Ofcourseshecan · 07/11/2023 18:29

Incidentally, having been sexually active since the 1970s, I’d never heard of strangulation as a sex game until very recently. If a man had put his hands round my throat, I would have tried to kick him off me and run away.

I’d read of men accidentally killing themselves through weird sex practices like choking themselves. But I couldn’t imagine a woman (unless forced by fear or poverty) allowing this to be done to her.

AnnoyingPopUp · 07/11/2023 18:31

Just as the basic premise of our criminal law is that it is better to let the guilty go free than to convict the innocent, surely it is better to prevent relatively few people from indulging in violent shit, and risk making them unhappy as a result of this “deprivation”, than it is to allow all and sundry to do whatever the heck they like to each other and then claim that they killed their partner by mistake when they only asked for a slap on the cheek… The rights of the many outweigh the desires of the few!

If you’re not familiar with the R v Brown case referred to in the OP, I don’t advise reading it or googling it. I had to study it at uni, it’s full of real depravity.

YellowChrysnthemum · 07/11/2023 18:37

Esgaroth · 07/11/2023 12:40

My view is that it definitely should be illegal to hurt someone with their 'consent'. People who enjoy self harm by proxy will not report it but for anyone who does report it, the law should be behind them, no 'but they consented' defence possible. This will mean that sadists are taking a legal risk and I believe that's exactly the way it should be.

It's not morally neutral to hurt someone just because they asked you to. I also don't believe that self harm is ever healthy behaviour to be encouraged.

This, 100%

PaintedEgg · 08/11/2023 10:54

i think strangulation is somewhat of a clear-cut case - but what about other types of harm people enjoy?

TheresaOfAvila · 08/11/2023 11:04

Esgaroth · 07/11/2023 12:40

My view is that it definitely should be illegal to hurt someone with their 'consent'. People who enjoy self harm by proxy will not report it but for anyone who does report it, the law should be behind them, no 'but they consented' defence possible. This will mean that sadists are taking a legal risk and I believe that's exactly the way it should be.

It's not morally neutral to hurt someone just because they asked you to. I also don't believe that self harm is ever healthy behaviour to be encouraged.

This is my view too. Consent from the injured party should never be part of a Defence in law.

I would add that there are circumstances where consent from the victim should be seen as an aggravating factor at sentencing.

Desecratedcoconut · 08/11/2023 11:08

PaintedEgg · 08/11/2023 10:54

i think strangulation is somewhat of a clear-cut case - but what about other types of harm people enjoy?

Tough shit?

PorcelinaV · 08/11/2023 11:41

Some people may be arguing that BDSM is too risky to allow in practice, but not necessarily immoral in principle?

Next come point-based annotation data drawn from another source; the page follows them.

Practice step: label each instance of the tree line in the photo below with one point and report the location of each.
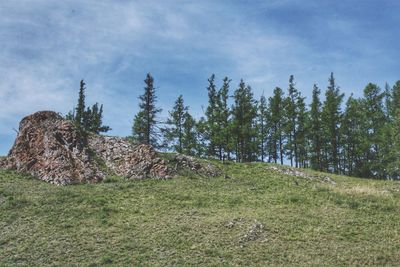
(360, 137)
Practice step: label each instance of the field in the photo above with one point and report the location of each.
(254, 216)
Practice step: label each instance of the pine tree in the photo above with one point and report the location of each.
(91, 119)
(392, 158)
(223, 126)
(212, 124)
(276, 122)
(174, 132)
(244, 115)
(374, 121)
(189, 141)
(315, 134)
(262, 125)
(301, 143)
(291, 121)
(331, 117)
(80, 108)
(352, 131)
(144, 125)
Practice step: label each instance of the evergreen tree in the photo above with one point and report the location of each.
(276, 122)
(91, 119)
(223, 126)
(374, 121)
(301, 143)
(244, 115)
(80, 108)
(331, 117)
(291, 121)
(262, 124)
(315, 134)
(189, 141)
(211, 115)
(144, 125)
(201, 137)
(175, 131)
(352, 131)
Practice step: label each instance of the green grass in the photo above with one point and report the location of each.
(256, 218)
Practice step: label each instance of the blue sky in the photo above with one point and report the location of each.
(48, 46)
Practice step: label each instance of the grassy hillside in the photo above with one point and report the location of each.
(257, 217)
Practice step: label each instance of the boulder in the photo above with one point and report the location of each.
(128, 160)
(200, 167)
(51, 148)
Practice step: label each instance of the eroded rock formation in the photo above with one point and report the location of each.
(54, 150)
(126, 160)
(49, 147)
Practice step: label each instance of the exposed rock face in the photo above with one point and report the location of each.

However some people seem to think that it's immoral in principle.

And I imagine that's going to be controversial where: (a) the "sadist" involved is getting off on giving pleasure to someone, and any pain is only a means to that end, and this is not actually a real desire to hurt someone in the ordinary way, and (b) the types of harm involved are of a mild to moderate degree, and not risking life in the process.

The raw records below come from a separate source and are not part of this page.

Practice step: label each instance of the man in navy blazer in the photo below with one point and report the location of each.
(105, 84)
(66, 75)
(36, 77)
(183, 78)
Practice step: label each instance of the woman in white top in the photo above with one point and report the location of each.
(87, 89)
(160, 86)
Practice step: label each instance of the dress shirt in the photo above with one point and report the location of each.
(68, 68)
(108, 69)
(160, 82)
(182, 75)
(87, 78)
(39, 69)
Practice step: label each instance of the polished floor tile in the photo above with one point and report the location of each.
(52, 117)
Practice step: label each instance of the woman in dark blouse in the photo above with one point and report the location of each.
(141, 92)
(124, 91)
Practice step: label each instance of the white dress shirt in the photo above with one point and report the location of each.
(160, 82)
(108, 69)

You can argue that it's immoral maybe because it's a "simulation of evil" which you shouldn't take pleasure in, or perhaps a conservative view that corporal punishment isn't bad, but it's inappropriate and a perversion to take sexual pleasure in simulating it.

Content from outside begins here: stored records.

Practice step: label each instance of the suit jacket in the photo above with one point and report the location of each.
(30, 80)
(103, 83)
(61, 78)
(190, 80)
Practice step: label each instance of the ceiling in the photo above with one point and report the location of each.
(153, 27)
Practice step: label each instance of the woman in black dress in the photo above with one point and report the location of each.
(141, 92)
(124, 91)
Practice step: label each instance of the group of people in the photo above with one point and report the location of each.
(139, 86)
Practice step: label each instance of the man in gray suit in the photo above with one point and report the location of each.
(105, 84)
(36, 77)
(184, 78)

Or maybe it's an unhealthy form of self-harm as someone mentioned.

But people are going to disagree over this stuff.

You can think things are immoral and self-harm, like heavy drinking perhaps, without thinking that they should be banned.

On the moral question alone, that BDSM is always morally wrong in principle, is that enough for one side's position to be forced on the whole of society?